Wie soll er denn entstanden seyn?
Lucio. Einige erzählen, eine Wassernixe habe ihn gebrutet; andre, er sey von zwey Stokfischen gezeugt worden. Soviel ist gewiß, daß wenn er das Wasser abschlägt, sein Urin gleich zu Eis gefriert; ich weiß daß es wahr ist, und daß er zur Zeugung unfähig ist, daran ist auch nicht zu zweifeln.
Herzog.
Ihr scherzet, mein Herr—
Lucio. Zum Henker, was für eine Unbarmherzigkeit ist es von ihm, um der Empörung eines H*s*nlazes willen einem ehrlichen Kerl das Leben zu nehmen? Hätte der abwesende Herzog das gethan? Ehe er jemand, und wenn es auch um hundert Bastarte willen gewesen wäre, hätte hängen lassen, ehe hätte er für tausend das Kostgeld aus seinem Beutel bezahlt. Er liebte das Spiel selbst ein wenig, und das machte ihn gelinde.
Herzog. Ich habe nie gehört, daß man den abwesenden Herzog mit Weibsleuten im Verdacht gehabt hätte; seine Neigung gieng nicht dahin.
Lucio.
O mein Herr, ihr betrügt euch sehr.
Herzog.
Es ist nicht möglich.
Lucio. Wie? der Herzog nicht?

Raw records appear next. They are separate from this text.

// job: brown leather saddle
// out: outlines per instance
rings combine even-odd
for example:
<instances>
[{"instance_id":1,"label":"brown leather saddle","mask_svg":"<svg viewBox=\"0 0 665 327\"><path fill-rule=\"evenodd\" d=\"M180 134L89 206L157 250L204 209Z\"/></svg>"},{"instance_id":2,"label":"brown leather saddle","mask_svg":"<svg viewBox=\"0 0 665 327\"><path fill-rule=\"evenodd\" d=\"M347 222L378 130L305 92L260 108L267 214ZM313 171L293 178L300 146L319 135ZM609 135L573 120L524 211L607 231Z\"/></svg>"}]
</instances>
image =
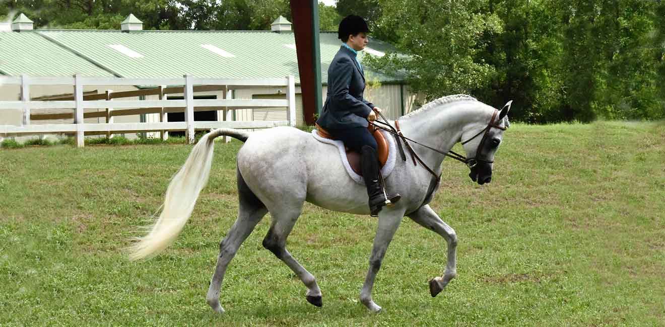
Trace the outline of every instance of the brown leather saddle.
<instances>
[{"instance_id":1,"label":"brown leather saddle","mask_svg":"<svg viewBox=\"0 0 665 327\"><path fill-rule=\"evenodd\" d=\"M370 133L374 137L374 140L376 140L376 144L378 145L378 148L377 149L377 157L378 158L379 164L381 167L383 167L386 164L386 162L388 161L388 154L389 150L389 146L388 145L388 141L386 140L386 138L383 136L383 134L372 125L370 125L367 127L369 130ZM328 132L321 126L317 124L317 131L319 133L319 136L330 140L335 140ZM346 159L348 160L348 164L350 165L351 169L353 169L356 173L362 175L362 171L360 168L360 154L356 152L355 151L350 150L348 148L344 146L344 149L346 150Z\"/></svg>"}]
</instances>

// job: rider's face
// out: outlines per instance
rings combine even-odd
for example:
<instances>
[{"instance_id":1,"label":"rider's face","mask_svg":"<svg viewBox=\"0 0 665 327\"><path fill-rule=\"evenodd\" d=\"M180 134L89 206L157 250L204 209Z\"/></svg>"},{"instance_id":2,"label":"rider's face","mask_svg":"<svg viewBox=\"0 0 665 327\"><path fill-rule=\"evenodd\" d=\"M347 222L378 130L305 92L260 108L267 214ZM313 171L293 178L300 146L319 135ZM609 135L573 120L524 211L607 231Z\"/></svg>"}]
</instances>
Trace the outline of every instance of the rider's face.
<instances>
[{"instance_id":1,"label":"rider's face","mask_svg":"<svg viewBox=\"0 0 665 327\"><path fill-rule=\"evenodd\" d=\"M369 39L367 37L367 34L364 32L360 32L358 33L358 35L349 35L348 41L346 43L356 51L360 51L365 49L368 42L369 42Z\"/></svg>"}]
</instances>

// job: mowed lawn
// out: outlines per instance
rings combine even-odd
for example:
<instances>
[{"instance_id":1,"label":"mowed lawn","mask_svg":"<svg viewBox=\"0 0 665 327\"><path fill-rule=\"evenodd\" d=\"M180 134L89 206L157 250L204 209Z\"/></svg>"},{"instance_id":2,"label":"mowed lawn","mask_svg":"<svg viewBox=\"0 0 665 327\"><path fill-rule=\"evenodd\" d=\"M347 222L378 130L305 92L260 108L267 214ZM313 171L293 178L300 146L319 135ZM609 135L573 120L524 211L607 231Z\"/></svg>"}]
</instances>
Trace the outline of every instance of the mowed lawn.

Das alte Mensch, das für euch bettelt, könnte euch davon sagen; er warf ihr nicht umsonst allemal einen Ducaten in ihre Büchse. Der Herzog hat seine Schliche. Er liebte auch den Trunk, das könnt ihr mir glauben.
Herzog.
Gewißlich, ihr thut ihm unrecht.
Lucio.
Herr, ich war ein Vertrauter von ihm; ein schlauer Bursche ist der
Herzog, und ich glaube ich weiß warum er sich entfernt hat.